Thursday, August 18, 2005

Who Are the Reformed Christians?

There are as many views on being reformed as there are on being “born again.” Not all of them involve Christianity – or even religion. Let me start with a description from a website called
www.reformedtheology.org.

Generally, all the churches that grew from the sixteenth-century revolt against the Roman church, can be called reformed. However, the term "Reformed" specifically designates that branch of the Reformation of the western church originally characterized by a distinctively non-Lutheran, Augustinian sacramental theology with a high ecclesiology but little regard for ecclesiatical tradition that is not traceable to the Scriptures or the earliest church. Those churches in the "Reformed tradition" are regarded as being in the line of churches that grew from the Reform in certain Swiss free cities and cantons, in non-Lutheran Germany, and in Hungary, Bohemia, and southern France in the early and mid sixteenth century.
The leaders of this branch of the church understood themselves to be "reformed" in two ways: first, they were "reformed" from what they believed to be the defective practice of Christianity promulgated by the corrupt Roman Catholicism of the day. Sometimes, this position is summed up in the phrase "Ecclesia Reformata, semper reformanda," which means "the Reformed church, always to be reformed." In the context of the sixteenth century (and the mind of the Reformers) this phrase does not mean that the church is always morphing into something new with the passage of time (a common misconstrual in our own day). Instead, this seventeenth-century motto is consistent with the Reformers' idea that they were not innovating, but "turning again" to the form of the church and belief originated by Jesus Christ, lived out by the first disciples and early church, and born witness to in the writings of the Old and New Testaments shorn of later additions.
Second, as implied above, Reformed means rejecting the idea that tradition can provide a sufficient form for matters of belief. Instead, the Reformers insisted that "the Word of God" was the only ultimate source of appeal in matters of faith, and that all other sources of knowledge, including a church's tradition, had to appeal to this central source. The entire article can be found here).

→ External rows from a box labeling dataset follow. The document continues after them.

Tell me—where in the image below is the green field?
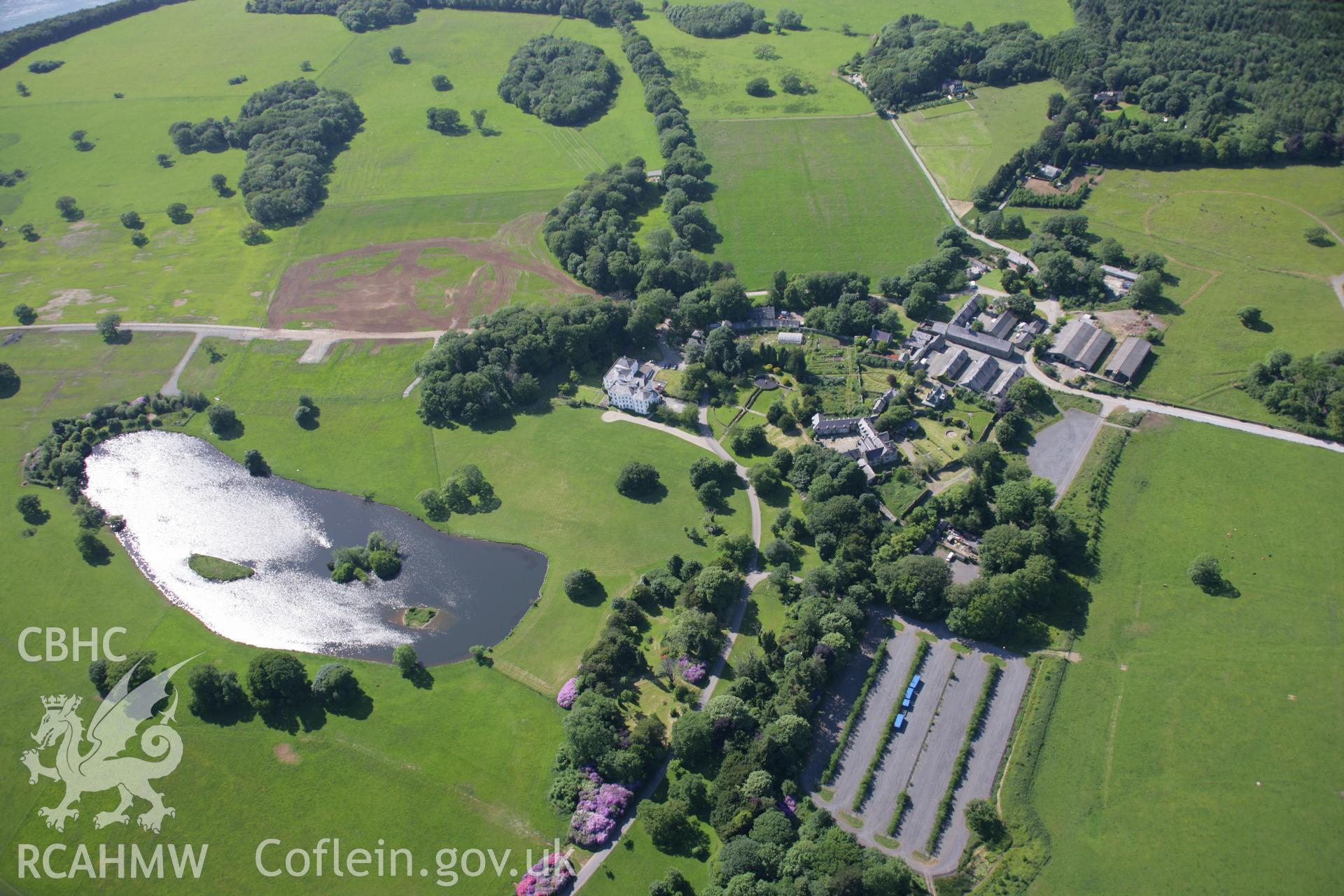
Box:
[1058,165,1344,421]
[173,340,750,693]
[0,0,659,323]
[1031,421,1344,896]
[637,7,871,120]
[899,80,1063,200]
[697,117,948,289]
[0,333,572,893]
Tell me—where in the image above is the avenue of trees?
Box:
[168,78,364,227]
[498,35,621,125]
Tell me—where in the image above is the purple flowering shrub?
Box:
[555,678,580,709]
[676,657,708,685]
[513,853,574,896]
[570,771,633,849]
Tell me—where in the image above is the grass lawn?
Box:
[170,335,750,693]
[0,0,659,323]
[1024,165,1344,422]
[878,475,927,516]
[1016,419,1344,895]
[636,11,871,120]
[0,333,564,893]
[583,820,720,896]
[899,80,1063,200]
[723,582,789,680]
[913,418,967,467]
[696,118,946,289]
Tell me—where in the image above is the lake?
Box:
[85,431,546,665]
[0,0,111,31]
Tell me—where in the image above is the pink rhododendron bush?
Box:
[678,657,708,685]
[513,853,574,896]
[555,678,580,709]
[570,771,633,849]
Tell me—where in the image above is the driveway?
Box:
[1027,407,1100,504]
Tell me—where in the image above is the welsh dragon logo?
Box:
[20,657,195,834]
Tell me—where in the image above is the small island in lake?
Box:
[402,607,438,629]
[187,554,257,582]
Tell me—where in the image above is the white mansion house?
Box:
[602,357,663,414]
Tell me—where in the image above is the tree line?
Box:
[850,15,1047,108]
[0,0,186,69]
[617,22,718,250]
[168,78,364,227]
[247,0,644,31]
[1240,348,1344,440]
[498,35,621,125]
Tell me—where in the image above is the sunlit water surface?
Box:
[86,431,546,664]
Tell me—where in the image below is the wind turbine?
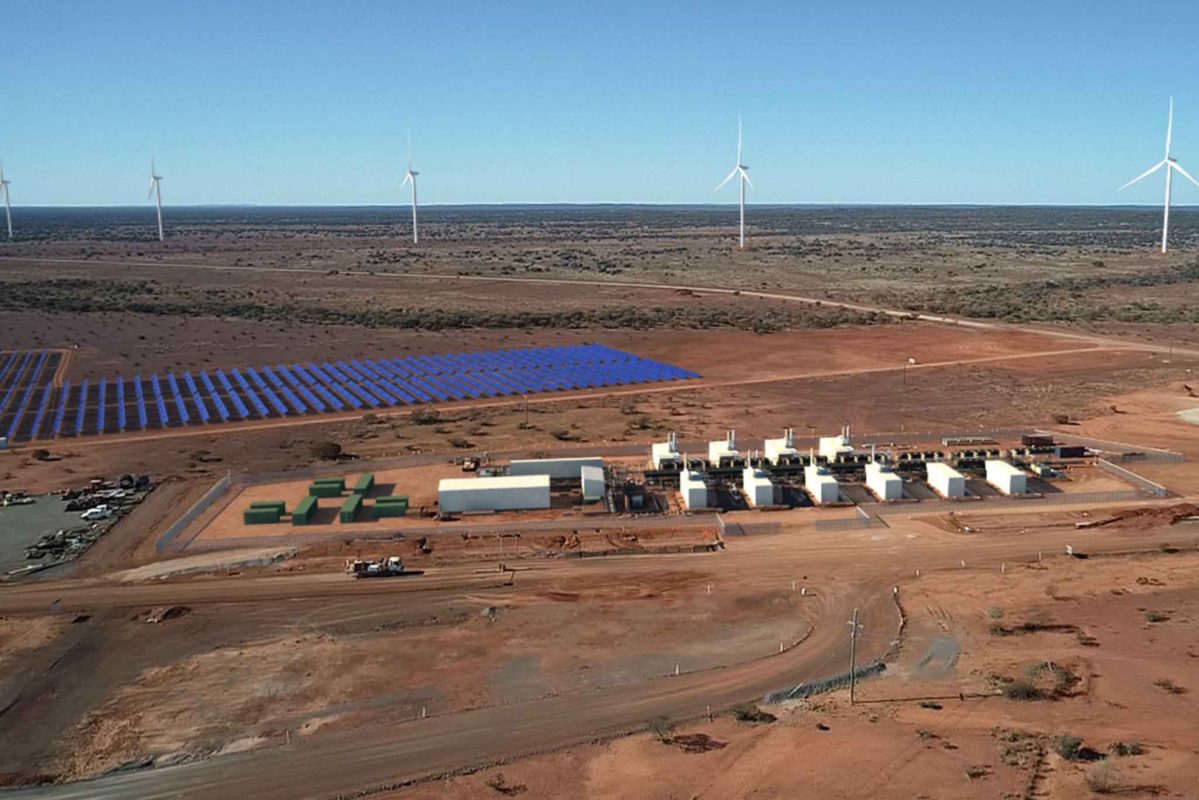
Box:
[712,114,753,249]
[1116,97,1199,253]
[146,158,163,241]
[400,132,420,245]
[0,164,12,241]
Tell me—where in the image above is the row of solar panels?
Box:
[0,344,698,438]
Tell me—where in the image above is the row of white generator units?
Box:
[679,461,1028,510]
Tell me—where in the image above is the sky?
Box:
[7,0,1199,205]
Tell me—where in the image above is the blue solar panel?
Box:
[0,353,32,422]
[96,378,108,433]
[76,378,88,437]
[167,372,192,425]
[116,375,125,431]
[18,343,699,437]
[50,380,71,437]
[183,372,209,422]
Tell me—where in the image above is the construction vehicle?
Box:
[345,555,404,578]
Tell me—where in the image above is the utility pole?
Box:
[849,608,860,705]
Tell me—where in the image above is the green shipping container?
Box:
[291,497,319,525]
[370,503,408,519]
[337,494,362,522]
[241,509,279,525]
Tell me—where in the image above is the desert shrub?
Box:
[1083,764,1120,794]
[1002,678,1041,700]
[645,716,674,744]
[409,408,441,425]
[1053,733,1083,762]
[729,703,778,724]
[1153,678,1187,694]
[312,441,342,461]
[1108,741,1145,756]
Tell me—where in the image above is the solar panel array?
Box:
[0,344,699,440]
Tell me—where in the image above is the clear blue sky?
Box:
[7,0,1199,205]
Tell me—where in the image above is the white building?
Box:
[579,464,604,503]
[987,459,1029,494]
[924,461,966,498]
[820,425,854,461]
[679,469,707,509]
[763,428,800,464]
[438,475,549,513]
[866,461,903,500]
[508,456,603,481]
[650,433,682,469]
[707,431,741,467]
[803,464,840,505]
[741,467,775,506]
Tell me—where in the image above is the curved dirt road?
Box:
[0,520,1199,800]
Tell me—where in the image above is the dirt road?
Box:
[0,515,1199,799]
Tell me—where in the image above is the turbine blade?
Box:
[1165,97,1174,158]
[712,167,740,192]
[1170,161,1199,186]
[1116,161,1167,192]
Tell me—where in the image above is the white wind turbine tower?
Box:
[1116,97,1199,253]
[400,133,420,245]
[0,164,12,241]
[146,158,163,241]
[712,114,753,249]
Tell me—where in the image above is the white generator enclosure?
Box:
[579,465,604,503]
[987,461,1029,494]
[650,433,682,469]
[438,475,549,513]
[741,467,775,506]
[924,462,966,498]
[803,464,840,505]
[707,431,741,467]
[763,428,800,464]
[866,462,903,500]
[679,469,707,509]
[820,426,854,461]
[508,456,603,481]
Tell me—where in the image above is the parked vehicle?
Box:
[79,505,113,522]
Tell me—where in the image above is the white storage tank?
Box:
[803,464,840,505]
[866,461,903,500]
[579,464,604,503]
[763,428,800,464]
[679,469,707,509]
[508,456,603,481]
[438,475,549,513]
[741,467,775,506]
[820,425,854,461]
[650,433,682,469]
[924,461,966,498]
[987,459,1029,494]
[707,431,741,467]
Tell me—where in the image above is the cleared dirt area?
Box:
[384,554,1199,799]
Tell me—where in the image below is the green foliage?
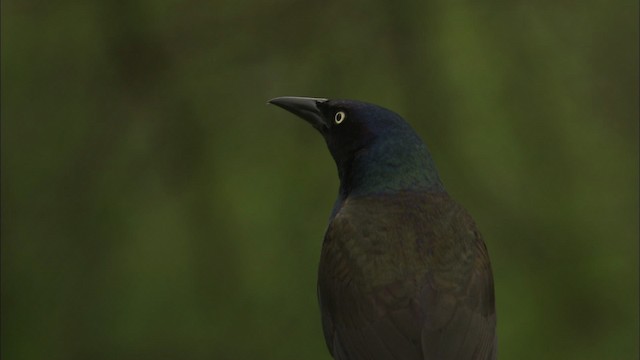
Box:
[1,0,639,360]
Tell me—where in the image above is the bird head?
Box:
[269,96,441,197]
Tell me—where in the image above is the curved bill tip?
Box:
[268,96,328,130]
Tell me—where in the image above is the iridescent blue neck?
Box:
[337,132,444,199]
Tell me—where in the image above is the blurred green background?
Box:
[1,0,639,360]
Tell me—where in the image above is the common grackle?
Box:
[269,97,496,360]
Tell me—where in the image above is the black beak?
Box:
[269,96,327,131]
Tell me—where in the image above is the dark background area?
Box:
[1,0,639,360]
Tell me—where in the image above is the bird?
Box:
[269,96,497,360]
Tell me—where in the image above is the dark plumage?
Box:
[270,97,496,360]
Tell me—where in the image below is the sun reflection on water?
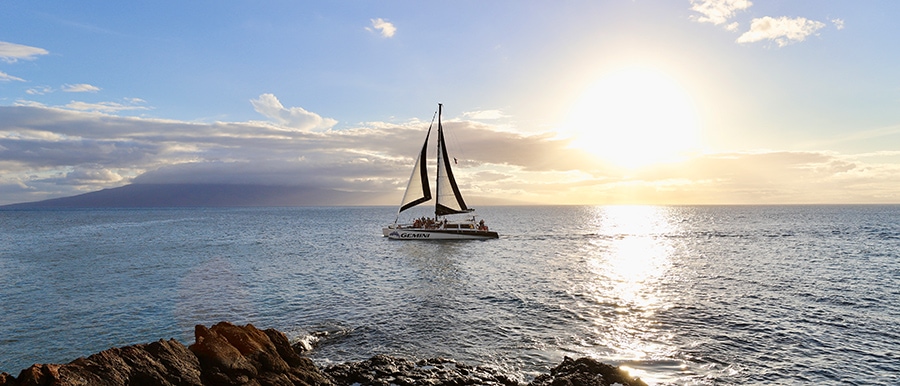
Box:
[583,206,678,379]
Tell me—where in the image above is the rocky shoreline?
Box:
[0,322,646,386]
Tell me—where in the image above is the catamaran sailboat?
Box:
[382,103,500,240]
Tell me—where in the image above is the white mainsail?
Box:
[434,104,472,216]
[397,126,431,215]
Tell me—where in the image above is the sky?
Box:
[0,0,900,206]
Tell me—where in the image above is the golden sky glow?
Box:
[0,0,900,206]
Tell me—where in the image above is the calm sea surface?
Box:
[0,206,900,385]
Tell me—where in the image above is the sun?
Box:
[563,67,700,169]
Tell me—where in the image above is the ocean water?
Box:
[0,206,900,385]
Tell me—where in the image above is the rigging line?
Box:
[445,108,469,166]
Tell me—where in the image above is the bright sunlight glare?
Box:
[562,67,699,169]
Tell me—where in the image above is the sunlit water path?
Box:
[0,206,900,384]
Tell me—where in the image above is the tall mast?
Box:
[434,103,444,220]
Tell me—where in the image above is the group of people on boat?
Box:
[413,217,447,228]
[412,217,488,231]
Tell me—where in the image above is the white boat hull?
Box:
[382,227,500,240]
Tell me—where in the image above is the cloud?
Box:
[0,102,900,205]
[463,110,509,120]
[691,0,844,47]
[831,19,844,31]
[250,94,337,130]
[366,18,397,38]
[691,0,753,25]
[61,83,100,92]
[0,42,49,63]
[737,16,825,47]
[25,86,53,95]
[0,71,25,82]
[65,99,148,113]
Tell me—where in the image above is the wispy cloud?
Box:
[0,71,25,82]
[65,99,148,113]
[691,0,832,47]
[250,94,337,130]
[61,83,100,92]
[0,42,49,63]
[463,110,509,120]
[25,86,53,95]
[737,16,825,47]
[831,19,844,31]
[366,18,397,38]
[0,102,900,204]
[691,0,753,27]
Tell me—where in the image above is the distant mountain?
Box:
[0,184,392,209]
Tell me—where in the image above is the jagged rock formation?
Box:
[0,322,646,386]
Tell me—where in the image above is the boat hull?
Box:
[382,228,500,241]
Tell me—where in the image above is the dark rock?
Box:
[189,322,330,385]
[0,322,646,386]
[0,340,201,386]
[0,322,331,386]
[529,357,647,386]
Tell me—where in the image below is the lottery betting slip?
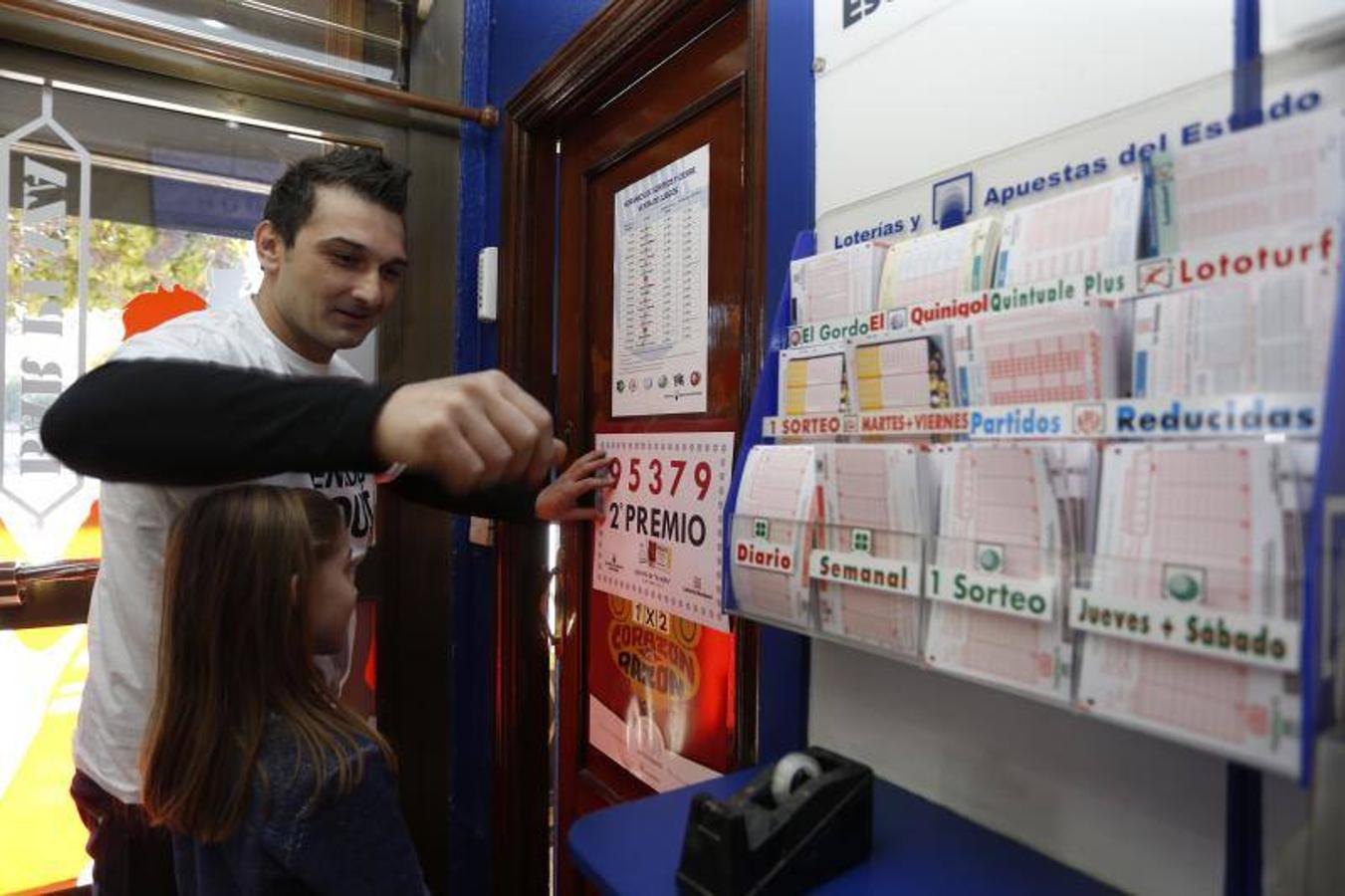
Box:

It is not my intention, at least in this post, to get into all the details of theology that characterize being Reformed. In fact, it is not possible, anymore, to describe a Reformed theology. There are many. Coming out of the Reformation of the 16th century, there was a Continental Reformed view and a Scottish Reformed view. The early Anglican church was Reformed (according to their foundational document, the Thirty-Nine Articles). Early Baptists, in England were all Reformed (see the 1689 London Baptist Confession. This is practically a carbon copy of the Westminster Confession of Faith written some 40 years earlier, with some obvious differences in ecclesiology). Until they were corrupted by the German liberalism if the 19th century, American Congregationalist churches were all Reformed. Each and every one of these strains of Calvinism differed in some respect from the others. Yet, each can lay claim to a Reformed heritage (sadly lacking in most of them today).